A RECENTLY published housing study says: “San Francisco is one of the densest large cities in the U.S.” That is true in both senses of the word “dense.”
Nowhere are San Franciscans more dense than when talking about housing — especially that perennial will o’ the wisp, “affordable housing.” Tight rent control laws in San Francisco are supposed to help the poor. But the recent housing study shows that 26 percent of the households living in rent-controlled apartments have incomes of $100,000 or more.
At the other end of the economic scale, people who might be expected to have budget problems are leaving the city. Although San Francisco’s total population is growing, the number of children in the city has declined absolutely. More than three-quarters of the households in rent-controlled apartments have no children at all. The black population of San Francisco has also declined — by 23 percent — in just one decade.
Nearly half the working population still remaining in the city are in professional or managerial occupations. It is tough to live in San Francisco if you have jobs paying ordinary salaries.

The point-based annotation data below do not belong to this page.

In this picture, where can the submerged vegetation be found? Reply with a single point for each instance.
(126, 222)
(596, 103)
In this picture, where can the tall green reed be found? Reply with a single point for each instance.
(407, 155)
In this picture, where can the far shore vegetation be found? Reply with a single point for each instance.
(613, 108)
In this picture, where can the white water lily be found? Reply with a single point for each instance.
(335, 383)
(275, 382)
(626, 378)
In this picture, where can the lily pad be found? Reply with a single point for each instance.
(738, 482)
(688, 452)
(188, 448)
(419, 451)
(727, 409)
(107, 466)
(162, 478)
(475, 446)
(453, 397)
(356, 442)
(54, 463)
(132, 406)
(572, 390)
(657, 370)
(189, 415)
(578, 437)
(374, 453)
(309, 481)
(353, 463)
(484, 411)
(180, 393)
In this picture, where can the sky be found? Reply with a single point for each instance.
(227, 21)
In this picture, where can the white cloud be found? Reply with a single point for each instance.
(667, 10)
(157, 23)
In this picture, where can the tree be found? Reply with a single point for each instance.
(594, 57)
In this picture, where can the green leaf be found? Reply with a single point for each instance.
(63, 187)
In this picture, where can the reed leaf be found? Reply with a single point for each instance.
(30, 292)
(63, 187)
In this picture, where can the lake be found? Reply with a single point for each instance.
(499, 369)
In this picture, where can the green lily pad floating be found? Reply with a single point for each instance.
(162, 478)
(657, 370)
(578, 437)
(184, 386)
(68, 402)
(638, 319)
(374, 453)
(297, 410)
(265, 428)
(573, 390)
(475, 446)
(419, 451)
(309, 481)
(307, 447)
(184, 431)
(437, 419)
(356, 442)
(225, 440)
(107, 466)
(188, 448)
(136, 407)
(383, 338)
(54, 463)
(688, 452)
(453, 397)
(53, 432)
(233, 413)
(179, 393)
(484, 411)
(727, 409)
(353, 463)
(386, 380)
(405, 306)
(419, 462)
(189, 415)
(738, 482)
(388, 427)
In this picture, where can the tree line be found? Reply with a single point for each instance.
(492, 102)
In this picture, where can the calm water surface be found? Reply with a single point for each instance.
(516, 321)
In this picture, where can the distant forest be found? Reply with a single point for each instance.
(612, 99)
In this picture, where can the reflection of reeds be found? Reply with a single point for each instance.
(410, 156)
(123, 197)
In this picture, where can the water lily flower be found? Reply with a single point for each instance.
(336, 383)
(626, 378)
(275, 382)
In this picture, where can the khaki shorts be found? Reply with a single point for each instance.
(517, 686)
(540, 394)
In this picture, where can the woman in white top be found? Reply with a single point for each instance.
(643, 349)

Rent control laws are supposed to keep down rents. But rents today are more than five times what they were in 1979, when such laws were passed in San Francisco. The average apartment rent in the city today is $2,100 a month. Even for a studio apartment, the average rent is $1,500 a month.
In short, the goals of rent control and its actual consequences are at opposite poles. Nor is this peculiar to San Francisco. Studies show that rents are usually higher and homelessness is greater in cities with rent control. How can this be? Partly it is because the only housing that repays the cost of building under rent control is usually luxury housing, which is often exempt.
When renting apartments becomes a losing proposition, that drastically reduces the prospects of anyone’s building new rental housing, either to replace the housing that is wearing out or to accommodate a growing population. Three quarters of the rent-controlled housing in San Francisco was built before 1950. Again, this is not peculiar to San Francisco. Nothing brings private building to a halt like rent control. Housing shortages have followed rent control in cities across the United States, as well as in Europe, Asia and Australia.
What makes all this a complete farce is that the very people who push such notions as rent control and drastic restrictions on building are forever wringing their hands about a need for “affordable housing” and deploring homelessness. Yet the very word “builder” is anathema to such people. But where is any housing to come from if it cannot be built? And who is to build it, if not builders?
San Francisco compounds the problem by having restrictions on how tall they will allow buildings to be built. They don’t want their skyline to look like Manhattan’s skyline. But the fundamental problem is not what they want or don’t want. The real problem is that those who make these decisions do not have to pay the costs.
All sorts of notions and fashions can be indulged when you don’t pay the costs. Arbitrary zoning, “open space” and other restrictive laws escalate the cost of building housing, often to the point where numerous people cannot afford it. All the while, the plaintive cry of “affordable housing” goes up from the very people who are making housing unaffordable.
To make the farce truly monumental, there is now a proposal for a bond issue to get money to allow the city government to build the low-income housing that it has made impossible for private developers to build.
Meanwhile, vast tracts of unused land in prime locations with magnificent views remain idle in a city with a severe housing shortage. This land is in military and naval bases that the federal government has turned over to local authorities. If this land were sold in the open market, it would probably bring in more money than a bond issue — and this would be income to the city, not debt to be repaid by the taxpayers. But that would not cater to the fashionable notions among the politically correct in San Francisco, so such land will remain largely unused while the hand-wringing about “affordable housing” goes on and on.